Dibawah lampu temaram jalan, malam kali ini, bahkan tanpa sinar indurasmi, payoda yang kian kelabu pun menghiasi. Nabastala hampir menangis, sama seperti lelaki itu, dadanya sesak. Banyak keluh dan peluh, namun dimanakah tempatnya pulang?
Bibirnya merah merekah, dengan sudut yang dihiasi darah, kehidupan jalanan yang begitu keras untuk bahu rapuh miliknya. Tanpa keluarga, sanak saudara, apalagi cinta.
Sesuatu yang ia perjuangkan kini sirna, semua hirap bersama rasa kecewa dan angan yang terbang bersama anila. Berkali-kali tangannya mengepal, dendam itu hendak meledak. Rahsa dalam dada yang kian memberontak, hatinya benci, namun logika mengajaknya untuk tidak peduli.
Setapak demi setapak, lelaki itu menelusuri jalan tanpa alas apapun, berbekal keyakinan dan entah apa, sesuatu yang mungkin ia percaya.

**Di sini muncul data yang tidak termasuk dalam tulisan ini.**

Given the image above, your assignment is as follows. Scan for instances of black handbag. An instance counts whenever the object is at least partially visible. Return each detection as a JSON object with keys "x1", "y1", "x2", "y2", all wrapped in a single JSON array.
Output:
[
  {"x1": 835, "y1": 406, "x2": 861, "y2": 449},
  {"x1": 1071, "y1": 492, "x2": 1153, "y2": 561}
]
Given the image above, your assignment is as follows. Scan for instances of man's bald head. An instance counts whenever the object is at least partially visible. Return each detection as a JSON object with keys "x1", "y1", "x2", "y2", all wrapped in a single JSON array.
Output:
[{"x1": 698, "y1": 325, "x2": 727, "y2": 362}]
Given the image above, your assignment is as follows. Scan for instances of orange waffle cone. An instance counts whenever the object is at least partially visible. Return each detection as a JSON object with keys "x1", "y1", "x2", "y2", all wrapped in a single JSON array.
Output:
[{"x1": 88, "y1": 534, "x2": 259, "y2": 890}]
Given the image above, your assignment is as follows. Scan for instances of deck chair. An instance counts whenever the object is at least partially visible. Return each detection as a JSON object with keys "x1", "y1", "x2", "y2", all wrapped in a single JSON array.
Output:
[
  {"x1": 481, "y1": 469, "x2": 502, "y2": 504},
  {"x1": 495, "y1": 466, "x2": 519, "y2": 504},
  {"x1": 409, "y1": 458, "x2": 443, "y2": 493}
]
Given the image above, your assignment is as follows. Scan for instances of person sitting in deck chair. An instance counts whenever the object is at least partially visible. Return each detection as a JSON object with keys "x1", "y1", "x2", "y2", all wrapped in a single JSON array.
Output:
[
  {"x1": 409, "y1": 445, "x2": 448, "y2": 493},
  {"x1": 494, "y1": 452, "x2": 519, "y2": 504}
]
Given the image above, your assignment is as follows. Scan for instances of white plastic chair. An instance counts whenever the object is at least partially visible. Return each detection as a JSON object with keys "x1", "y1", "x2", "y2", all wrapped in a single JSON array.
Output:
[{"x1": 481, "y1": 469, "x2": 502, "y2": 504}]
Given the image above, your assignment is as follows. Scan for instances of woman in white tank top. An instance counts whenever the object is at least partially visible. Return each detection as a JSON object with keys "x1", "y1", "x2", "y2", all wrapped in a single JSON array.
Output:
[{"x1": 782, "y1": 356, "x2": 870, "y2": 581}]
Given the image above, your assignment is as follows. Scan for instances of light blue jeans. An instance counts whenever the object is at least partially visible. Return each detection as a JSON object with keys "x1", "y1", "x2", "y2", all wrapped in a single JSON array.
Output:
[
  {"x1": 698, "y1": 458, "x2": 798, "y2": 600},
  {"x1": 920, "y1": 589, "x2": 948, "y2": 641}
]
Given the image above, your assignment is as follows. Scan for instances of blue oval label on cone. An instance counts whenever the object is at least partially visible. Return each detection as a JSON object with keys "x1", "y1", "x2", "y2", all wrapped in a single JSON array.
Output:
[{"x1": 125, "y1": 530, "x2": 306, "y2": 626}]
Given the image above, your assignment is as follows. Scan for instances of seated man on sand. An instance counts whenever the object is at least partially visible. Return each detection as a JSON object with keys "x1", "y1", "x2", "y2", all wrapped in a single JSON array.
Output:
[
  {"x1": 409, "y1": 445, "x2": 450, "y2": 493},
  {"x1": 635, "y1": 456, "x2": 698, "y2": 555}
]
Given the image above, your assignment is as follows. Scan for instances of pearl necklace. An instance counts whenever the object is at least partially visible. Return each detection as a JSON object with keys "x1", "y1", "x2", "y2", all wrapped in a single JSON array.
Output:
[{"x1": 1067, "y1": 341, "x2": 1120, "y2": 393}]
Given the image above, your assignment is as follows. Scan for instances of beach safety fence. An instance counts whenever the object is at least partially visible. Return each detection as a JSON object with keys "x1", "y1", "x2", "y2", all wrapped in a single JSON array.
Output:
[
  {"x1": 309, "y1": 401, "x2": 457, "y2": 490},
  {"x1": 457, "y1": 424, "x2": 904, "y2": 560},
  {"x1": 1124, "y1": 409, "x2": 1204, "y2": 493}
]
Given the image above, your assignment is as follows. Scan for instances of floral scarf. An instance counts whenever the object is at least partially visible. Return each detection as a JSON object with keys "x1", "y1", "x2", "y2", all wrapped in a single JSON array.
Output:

Berjalan tanpa arah tujuan.
"Arrggh!"
Lelaki semampai dengan rahang tegas dan netra yang kian menajam itu berkali-kali berteriak sebab rasa sakit yang tak kunjung hilang.
Bruk!!!
Tanpa aba-aba, sebuah kendaraan beroda empat melaju dengan kecepatan diatas rata-rata dan menabraknya, membuat tubuhnya tersungkur beberapa meter dari tempatnya tadi berdiri. Ambruk. Pertahanannya runtuh. Wajahnya sudah mencium aspal, darah segar pun tak tertahan keluar. Matanya hampir terpejam, sebelum sepersekian detik setelahnya ia benar-benar memejam, terdengar sayup suara yang sungguh ia kenal.